Lest we forget as well that the numbers are not exactly chicken feed: the climate change industry is apparently worth over $1.5 trillion. That's $4 billion a day spent on things like carbon trading, carbon consulting, carbon sequestration, biofuels and wind turbines on a problem that's going to turn out to have been hardly a problem at all.

It's an industry about the same size as the world's entire online shopping industry, but the big difference between the online shopping industry and the climate change industry is that in the case of the former the money you spend is on precisely the goods and services you want - whereas in the case of the latter you get involuntary expenses priced into your Pigouvian taxes, your energy and fuel bills, the government subsidies and the department expenditure in the shape of environment, minerals and waste teams present in every local council.

On top of that you get a multitude of recycling bins, environmentalist consultation, PR companies, and all the pseudo-philosophical outpourings from the likes of George Monbiot, Naomi Klein, Elizabeth Kolbert, Al Gore, Noam Chomsky and Al Franken who gather in their trail an army of activist acolytes burning banknotes outside HSBC and erecting their tents outside St Paul's cathedral, with thousands of others now joining them in spreading falsehoods like "capitalism is ruining the planet" and "we are all doomed if we don't stop it".

Although the climate change agenda is not without traces of good - when taken as a whole it is almost certainly going to end up being one of the costliest mistakes human beings ever became embroiled in.

None of the great human qualities and ideas - language, art, literature, morality, religion, philosophy - explain the progression-explosion from successful survival machines to thriving humans with the advancements of today.

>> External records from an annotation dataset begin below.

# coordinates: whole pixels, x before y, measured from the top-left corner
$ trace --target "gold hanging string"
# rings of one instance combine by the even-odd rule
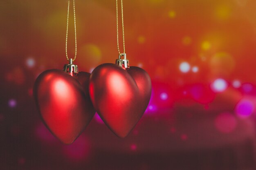
[[[124,12],[123,8],[123,0],[121,0],[121,12],[122,13],[122,28],[123,30],[123,45],[124,45],[124,53],[125,53],[125,48],[124,46]],[[117,5],[117,49],[119,55],[122,55],[119,49],[119,35],[118,35],[118,5],[117,3],[118,0],[116,0]]]
[[[68,32],[68,18],[69,16],[70,11],[70,0],[68,0],[68,3],[67,5],[67,31],[66,32],[66,57],[67,60],[69,61],[70,59],[67,56],[67,34]],[[77,45],[76,45],[76,11],[75,10],[75,0],[73,0],[73,8],[74,9],[74,22],[75,26],[75,45],[76,46],[75,50],[75,56],[73,59],[73,61],[74,61],[76,58],[77,53]]]

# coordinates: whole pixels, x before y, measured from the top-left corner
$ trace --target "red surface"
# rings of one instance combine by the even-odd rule
[[[117,136],[126,137],[144,113],[151,92],[148,73],[137,67],[127,71],[104,64],[92,71],[90,93],[97,113]]]
[[[40,74],[35,83],[33,93],[43,120],[64,144],[72,143],[95,113],[88,92],[90,75],[79,73],[80,84],[63,71],[49,70]]]

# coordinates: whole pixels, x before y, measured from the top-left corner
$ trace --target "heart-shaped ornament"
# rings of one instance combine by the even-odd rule
[[[37,78],[33,94],[43,121],[63,143],[72,143],[93,117],[95,110],[88,93],[90,74],[72,77],[52,69]]]
[[[97,113],[117,136],[124,138],[145,112],[151,92],[150,77],[144,70],[127,70],[107,63],[98,66],[90,78],[89,93]]]

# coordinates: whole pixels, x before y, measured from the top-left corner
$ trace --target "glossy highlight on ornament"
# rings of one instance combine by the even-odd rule
[[[72,77],[52,69],[42,73],[36,81],[33,94],[43,121],[64,144],[72,143],[95,113],[88,91],[90,76],[81,72]]]
[[[147,108],[151,80],[139,67],[125,70],[116,64],[104,64],[92,73],[89,92],[95,110],[106,125],[117,136],[124,138]]]

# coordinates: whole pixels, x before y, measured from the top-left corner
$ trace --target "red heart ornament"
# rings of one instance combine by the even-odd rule
[[[73,77],[63,71],[49,70],[35,83],[33,94],[43,121],[64,144],[72,143],[95,113],[88,92],[90,75],[81,72]]]
[[[124,138],[145,112],[151,95],[150,77],[144,70],[125,70],[110,63],[97,66],[90,78],[89,93],[97,113],[117,136]]]

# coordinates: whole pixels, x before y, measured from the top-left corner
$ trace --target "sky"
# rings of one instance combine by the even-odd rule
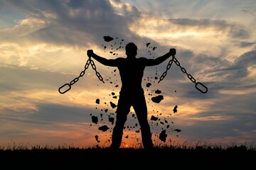
[[[87,50],[126,57],[133,42],[137,57],[176,50],[144,70],[155,145],[250,147],[255,30],[255,0],[0,0],[0,146],[109,146],[122,84],[116,67],[87,68]],[[134,113],[122,147],[142,146]]]

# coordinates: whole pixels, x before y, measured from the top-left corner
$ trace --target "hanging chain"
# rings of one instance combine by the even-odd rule
[[[79,78],[82,77],[83,75],[85,75],[85,71],[86,69],[89,67],[89,65],[90,64],[92,65],[92,67],[94,70],[95,70],[96,72],[96,75],[98,77],[98,79],[102,81],[103,83],[104,81],[103,81],[103,79],[102,79],[102,76],[100,75],[100,74],[97,72],[96,70],[96,66],[93,62],[92,60],[90,59],[90,57],[87,60],[86,62],[86,64],[85,65],[85,69],[82,70],[80,74],[79,74],[79,76],[78,77],[75,77],[73,80],[72,80],[69,84],[65,84],[63,86],[60,86],[59,89],[58,89],[58,91],[60,92],[60,94],[65,94],[65,92],[67,92],[68,91],[69,91],[70,89],[71,89],[71,86],[73,85],[74,84],[75,84],[76,82],[78,81],[79,80]],[[68,89],[64,91],[61,91],[60,89],[63,89],[63,87],[65,86],[68,86]]]
[[[166,76],[167,74],[167,71],[171,68],[171,64],[173,63],[173,60],[174,58],[174,55],[172,56],[172,59],[170,60],[170,61],[169,62],[167,67],[166,67],[166,70],[163,73],[163,74],[160,76],[159,81],[158,83],[159,83],[161,81],[162,81],[164,79],[164,78]]]
[[[96,76],[97,76],[97,78],[99,79],[99,80],[100,80],[101,81],[102,81],[103,83],[105,83],[104,81],[103,81],[102,76],[100,75],[100,74],[98,72],[97,72],[97,70],[96,70],[96,65],[94,64],[94,62],[93,62],[92,60],[90,60],[90,64],[91,64],[91,65],[92,65],[92,69],[93,69],[94,70],[95,70]]]
[[[193,82],[195,84],[195,86],[196,89],[198,89],[198,91],[200,91],[201,92],[202,92],[203,94],[206,94],[208,91],[208,89],[206,86],[204,86],[202,83],[201,82],[196,82],[196,80],[195,78],[193,77],[193,76],[190,74],[188,74],[186,69],[183,67],[181,66],[181,63],[178,61],[178,60],[174,57],[174,55],[172,56],[172,59],[170,60],[170,61],[168,63],[168,65],[166,67],[166,70],[163,73],[163,74],[161,76],[160,79],[159,81],[159,83],[162,81],[164,79],[164,78],[166,76],[167,74],[167,71],[171,68],[171,64],[173,63],[173,62],[175,62],[175,64],[178,66],[181,69],[181,72],[183,73],[185,73],[188,78]],[[201,90],[199,87],[198,85],[201,86],[203,88],[205,89],[205,90]]]

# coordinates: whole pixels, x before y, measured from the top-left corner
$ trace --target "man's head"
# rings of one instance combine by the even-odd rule
[[[125,46],[125,53],[127,57],[134,57],[137,54],[137,47],[134,42],[129,42]]]

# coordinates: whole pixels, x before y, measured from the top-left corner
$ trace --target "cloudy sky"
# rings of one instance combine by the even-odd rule
[[[96,70],[90,65],[80,75],[87,50],[125,57],[129,42],[137,45],[137,57],[177,51],[180,66],[173,62],[159,83],[169,60],[145,69],[142,86],[155,144],[250,146],[256,140],[255,0],[0,0],[0,16],[1,147],[108,146],[118,70],[95,61]],[[181,67],[207,89],[196,86]],[[164,99],[156,103],[152,98],[159,95]],[[124,147],[142,144],[134,114],[132,108]],[[103,125],[108,129],[99,130]]]

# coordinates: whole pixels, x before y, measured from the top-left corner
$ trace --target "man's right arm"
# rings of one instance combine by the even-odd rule
[[[175,55],[176,55],[176,49],[171,48],[170,51],[169,52],[167,52],[166,54],[164,55],[163,56],[159,57],[156,59],[146,60],[146,66],[158,65],[158,64],[162,63],[163,62],[164,62],[169,57],[170,57],[171,55],[174,56]]]
[[[102,57],[100,57],[95,53],[93,52],[92,50],[87,50],[87,56],[89,57],[92,57],[95,60],[96,60],[97,62],[100,62],[101,64],[105,65],[105,66],[111,66],[111,67],[117,67],[117,62],[116,60],[113,59],[106,59]]]

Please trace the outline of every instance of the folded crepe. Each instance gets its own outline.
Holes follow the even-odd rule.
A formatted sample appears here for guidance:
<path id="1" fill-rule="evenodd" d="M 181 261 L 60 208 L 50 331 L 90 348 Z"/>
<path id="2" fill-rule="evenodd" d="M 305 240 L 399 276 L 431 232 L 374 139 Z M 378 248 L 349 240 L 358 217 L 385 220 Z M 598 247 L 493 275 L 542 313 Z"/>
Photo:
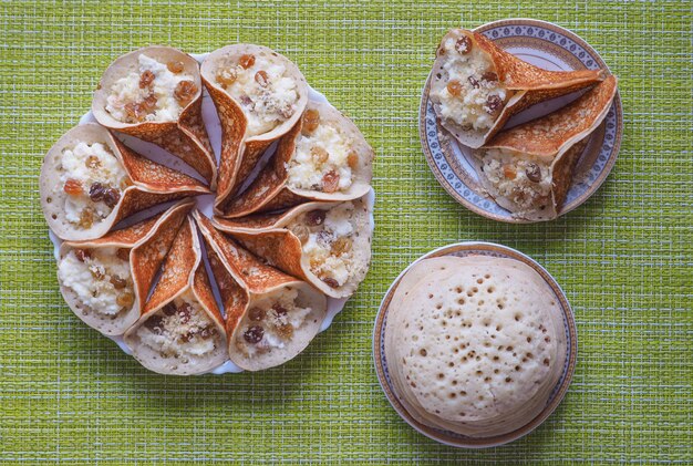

What caused the upward surge at the end of the hockey stick was the increased ability to trade, to mass populate, all of which underpinned by our ability to mass communicate - to share ideas, knowledge and innovations in trial and error fashion. It was the evolutionary equivalent of the recombination of genes that occurs in sex, where natural selection favours survivability.

It seems a nigh-on certainty to me that solar energy is the future. In recent years the price of solar power has dropped significantly, as the cost of manufacturing, the cost of installation and the electricity prices derived from it have become cheaper. The solar costs for consumers will soon be more affordable than costs derived from fossil fuels.

Not only is solar going to be the most prominent of all our energy sources - but given that the sun has enough provision to drive our Solar System for another 5 billion years, I can conceive of a time when the vast majority of our energy resources will be derived from photovoltaic cells converted into electricity. By far the country with the most prodigiously profitable solar industry is going to be China, probably followed by Japan and the United States, plus as the technology becomes more sophisticated and marketable it will spread more prominently throughout the globe

Just about any problem the world faces - climate change, war, illness, famine, terrorism, poverty, dictatorship, maybe even most crime and political malfeasance - can be eliminated or diminished by the continual trial and error of idea-sharing.